Leaflet.js An open-source JavaScript library for interactive maps to help us add in the needed interactions.
OpenStreetMap.org A free to use map of the world under an open licence which will be used for our mapping in our web application.
QGIS A free and open sourced geographic information system to create, edit, visualise, analyse and edit geospatial information.



Deliverables

A lightweight, portable web application that can be easily brought over to different machines without installation. The interactive web application should show the Singapore map with many attributes for filtering to assist in HPB’s daily planning needs. The user would be able to use the web application for presentations and also export the generated results into various file formats.

Limitations

We have to make the application portable and usable without any installation of programs due to the policy restrictions of our clients. In addition, the database cannot be hosted online due to the confidentiality of data which eliminates the use of Structured Query Language (SQL). The dataset will be kept in local drives and the queries must be done on the fly without the usage of database and SQL queries.

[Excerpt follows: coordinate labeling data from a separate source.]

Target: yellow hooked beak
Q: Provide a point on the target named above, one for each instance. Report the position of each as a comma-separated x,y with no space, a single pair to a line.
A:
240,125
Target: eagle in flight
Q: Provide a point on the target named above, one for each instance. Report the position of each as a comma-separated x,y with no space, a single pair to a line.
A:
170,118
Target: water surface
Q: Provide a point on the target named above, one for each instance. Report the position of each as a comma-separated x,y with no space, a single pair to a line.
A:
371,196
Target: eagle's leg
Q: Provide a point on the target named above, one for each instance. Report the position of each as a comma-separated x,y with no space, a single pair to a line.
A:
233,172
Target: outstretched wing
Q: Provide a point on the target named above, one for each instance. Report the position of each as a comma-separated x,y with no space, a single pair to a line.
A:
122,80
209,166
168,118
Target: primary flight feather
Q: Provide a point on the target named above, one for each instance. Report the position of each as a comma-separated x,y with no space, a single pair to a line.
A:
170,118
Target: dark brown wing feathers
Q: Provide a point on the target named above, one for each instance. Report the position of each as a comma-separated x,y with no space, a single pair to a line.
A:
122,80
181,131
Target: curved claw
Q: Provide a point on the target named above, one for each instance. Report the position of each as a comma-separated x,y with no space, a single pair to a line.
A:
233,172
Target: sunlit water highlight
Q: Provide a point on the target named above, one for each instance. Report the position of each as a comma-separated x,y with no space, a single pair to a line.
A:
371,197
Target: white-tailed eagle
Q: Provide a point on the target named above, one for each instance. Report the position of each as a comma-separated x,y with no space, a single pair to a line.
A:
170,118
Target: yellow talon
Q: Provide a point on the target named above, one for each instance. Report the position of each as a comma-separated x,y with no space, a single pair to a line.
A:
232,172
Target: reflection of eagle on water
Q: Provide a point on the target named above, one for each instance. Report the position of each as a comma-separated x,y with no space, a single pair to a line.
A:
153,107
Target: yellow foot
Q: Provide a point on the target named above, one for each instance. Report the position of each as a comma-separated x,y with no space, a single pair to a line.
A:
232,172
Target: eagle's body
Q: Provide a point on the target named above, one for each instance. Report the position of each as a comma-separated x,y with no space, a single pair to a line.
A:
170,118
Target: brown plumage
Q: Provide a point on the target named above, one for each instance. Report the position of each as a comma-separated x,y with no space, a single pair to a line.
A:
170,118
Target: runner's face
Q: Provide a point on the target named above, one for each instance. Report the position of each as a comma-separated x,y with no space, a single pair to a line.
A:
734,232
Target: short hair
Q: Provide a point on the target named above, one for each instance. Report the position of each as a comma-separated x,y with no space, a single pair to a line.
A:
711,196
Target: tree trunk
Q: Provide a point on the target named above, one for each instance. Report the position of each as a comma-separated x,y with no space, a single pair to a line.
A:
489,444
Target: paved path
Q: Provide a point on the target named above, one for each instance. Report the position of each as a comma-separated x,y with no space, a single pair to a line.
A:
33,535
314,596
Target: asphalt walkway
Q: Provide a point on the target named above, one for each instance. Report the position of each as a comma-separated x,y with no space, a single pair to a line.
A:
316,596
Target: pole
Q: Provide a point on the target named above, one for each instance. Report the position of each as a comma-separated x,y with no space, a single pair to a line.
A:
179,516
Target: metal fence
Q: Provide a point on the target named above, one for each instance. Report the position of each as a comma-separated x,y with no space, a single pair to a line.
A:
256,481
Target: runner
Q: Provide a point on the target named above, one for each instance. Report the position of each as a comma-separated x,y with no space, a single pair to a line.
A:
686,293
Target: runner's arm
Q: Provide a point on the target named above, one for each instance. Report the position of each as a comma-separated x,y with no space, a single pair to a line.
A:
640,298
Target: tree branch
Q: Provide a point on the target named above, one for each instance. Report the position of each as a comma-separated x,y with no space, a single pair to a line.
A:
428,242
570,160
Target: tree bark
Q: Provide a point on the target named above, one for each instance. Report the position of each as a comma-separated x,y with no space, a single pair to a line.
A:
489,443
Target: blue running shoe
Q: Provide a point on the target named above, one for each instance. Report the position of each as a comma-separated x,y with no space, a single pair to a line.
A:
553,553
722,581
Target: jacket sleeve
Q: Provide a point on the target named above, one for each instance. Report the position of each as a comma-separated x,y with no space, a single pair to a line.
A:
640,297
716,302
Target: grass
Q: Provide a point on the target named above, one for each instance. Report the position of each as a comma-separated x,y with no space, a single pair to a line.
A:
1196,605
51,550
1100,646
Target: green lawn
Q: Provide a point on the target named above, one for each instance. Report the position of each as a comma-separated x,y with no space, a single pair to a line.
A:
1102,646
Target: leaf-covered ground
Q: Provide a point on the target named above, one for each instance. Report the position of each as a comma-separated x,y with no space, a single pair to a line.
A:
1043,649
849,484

This leads to further difficulties in computing the KPI without a space to store, query and retrieve the data necessary to compute the KPI. This problem is also further complicated by the option to allow user to upload new layers and set different criterion.

In working around this limitation, we have explored the option of a portable database, Spatialite, and am currently trying out javascript libraries like, turf.js.